Twenty samples collected during 2013 were screened using ELISA for MCs (MC-ADDA ELISA), cylindrospermopsins (CYNs) and saxitoxins (STXs) according to the recommended protocol (ABRAXIS, Warminster, PA, USA). The assays have an LOD of 0.15 ng MC/mL, 0.05 ng CYN/mL and 0.02 ng STX/mL, respectively.
Based on the preliminary results, 12 samples that generated a strong MC signal in the ELISA and five additional extracts from the 2012 field trip plus one from hot spring were selected for analysis using LC-MS applying the precursor ion screening method. Clarified extracts were analyzed using an Acquity I-Class ultra-performance liquid chromatography system (UPLC; Waters Ltd., Borehamwood, UK) coupled to a Xevo-TQS triple quadrupole mass spectrometer (Waters Ltd.). Compound separation was achieved using an Acquity BEH-C18 UPLC column (Waters Ltd.; 1.7-µm; 50 × 2.1 mm) at 40 °C. Sample components were eluted at 0.4 mL/min with a gradient from 10% acetonitrile (Solvent A; v/v) to 90% acetonitrile (Solvent B; v/v), each containing 100 mM formic acid and 4 mM ammonia. The sample extracts (5 µL) were injected at 5% Solvent B (v/v) and held for 12 s before a linear gradient up to 35% Solvent B (v/v) over 24 s, to 50% Solvent B (v/v) over a further 72 s and to 65% Solvent B (v/v) over a final 42 s, before flushing with 100% Solvent B for 60 s and returning to the initial column conditions to equilibrate for 60 s. The electrospray ionization source was operated in positive-ion mode (150 °C; capillary 1.5 kV; nitrogen desolvation gas 1000 L/h at 500 °C; cone gas 150 L/h) with the mass spectrometer conducting precursor ion scans.

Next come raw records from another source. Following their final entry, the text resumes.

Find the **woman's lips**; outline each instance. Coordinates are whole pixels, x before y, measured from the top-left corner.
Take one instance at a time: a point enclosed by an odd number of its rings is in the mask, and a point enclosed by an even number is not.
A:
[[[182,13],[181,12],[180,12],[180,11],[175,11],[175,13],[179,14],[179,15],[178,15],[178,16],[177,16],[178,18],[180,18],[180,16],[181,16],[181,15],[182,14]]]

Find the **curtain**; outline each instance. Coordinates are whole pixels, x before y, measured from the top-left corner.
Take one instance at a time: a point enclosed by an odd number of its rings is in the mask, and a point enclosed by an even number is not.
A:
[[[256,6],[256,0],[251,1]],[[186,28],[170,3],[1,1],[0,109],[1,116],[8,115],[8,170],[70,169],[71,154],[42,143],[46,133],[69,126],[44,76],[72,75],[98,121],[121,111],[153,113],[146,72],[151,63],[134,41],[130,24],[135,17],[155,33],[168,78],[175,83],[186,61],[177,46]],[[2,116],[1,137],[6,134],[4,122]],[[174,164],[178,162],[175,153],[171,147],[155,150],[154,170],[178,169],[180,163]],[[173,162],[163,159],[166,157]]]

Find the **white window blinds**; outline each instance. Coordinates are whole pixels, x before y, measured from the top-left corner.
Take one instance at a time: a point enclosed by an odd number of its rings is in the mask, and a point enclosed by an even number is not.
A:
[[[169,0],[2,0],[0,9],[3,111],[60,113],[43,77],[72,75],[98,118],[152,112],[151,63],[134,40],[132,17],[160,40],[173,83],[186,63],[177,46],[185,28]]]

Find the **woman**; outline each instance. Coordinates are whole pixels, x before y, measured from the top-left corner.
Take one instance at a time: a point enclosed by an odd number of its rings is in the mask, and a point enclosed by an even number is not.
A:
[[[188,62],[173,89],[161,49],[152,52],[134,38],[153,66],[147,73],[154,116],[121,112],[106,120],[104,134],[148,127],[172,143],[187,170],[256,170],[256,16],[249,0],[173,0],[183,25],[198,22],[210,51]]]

In precursor ion scanning mode, the first quadrupole was set to scan between m/z 450–1150 before the ions were introduced to a collision cell (the second quadrupole) and fragmented with argon gas at a collision energy of 40 V. The third quadrupole was set to filter specific product ions, in this case m/z 135 for Adda-containing MCs and m/z 265 for ADMAdda-containing MCs. The precursor ions, which resulted in the specified product ions, were then determined by the MassLynx software (Version 4.1, Waters Ltd.). Following this, the samples were further de-replicated by assessing the observed retention time in comparison to the molecular weight of the precursor ions (e.g., microcystins with two arginine residues elute in an earlier retention region than other microcystin congeners and generally have masses >1000 Da) in order to compile a list of candidate MCs to be identified using conventional structural characterisation methods (described below).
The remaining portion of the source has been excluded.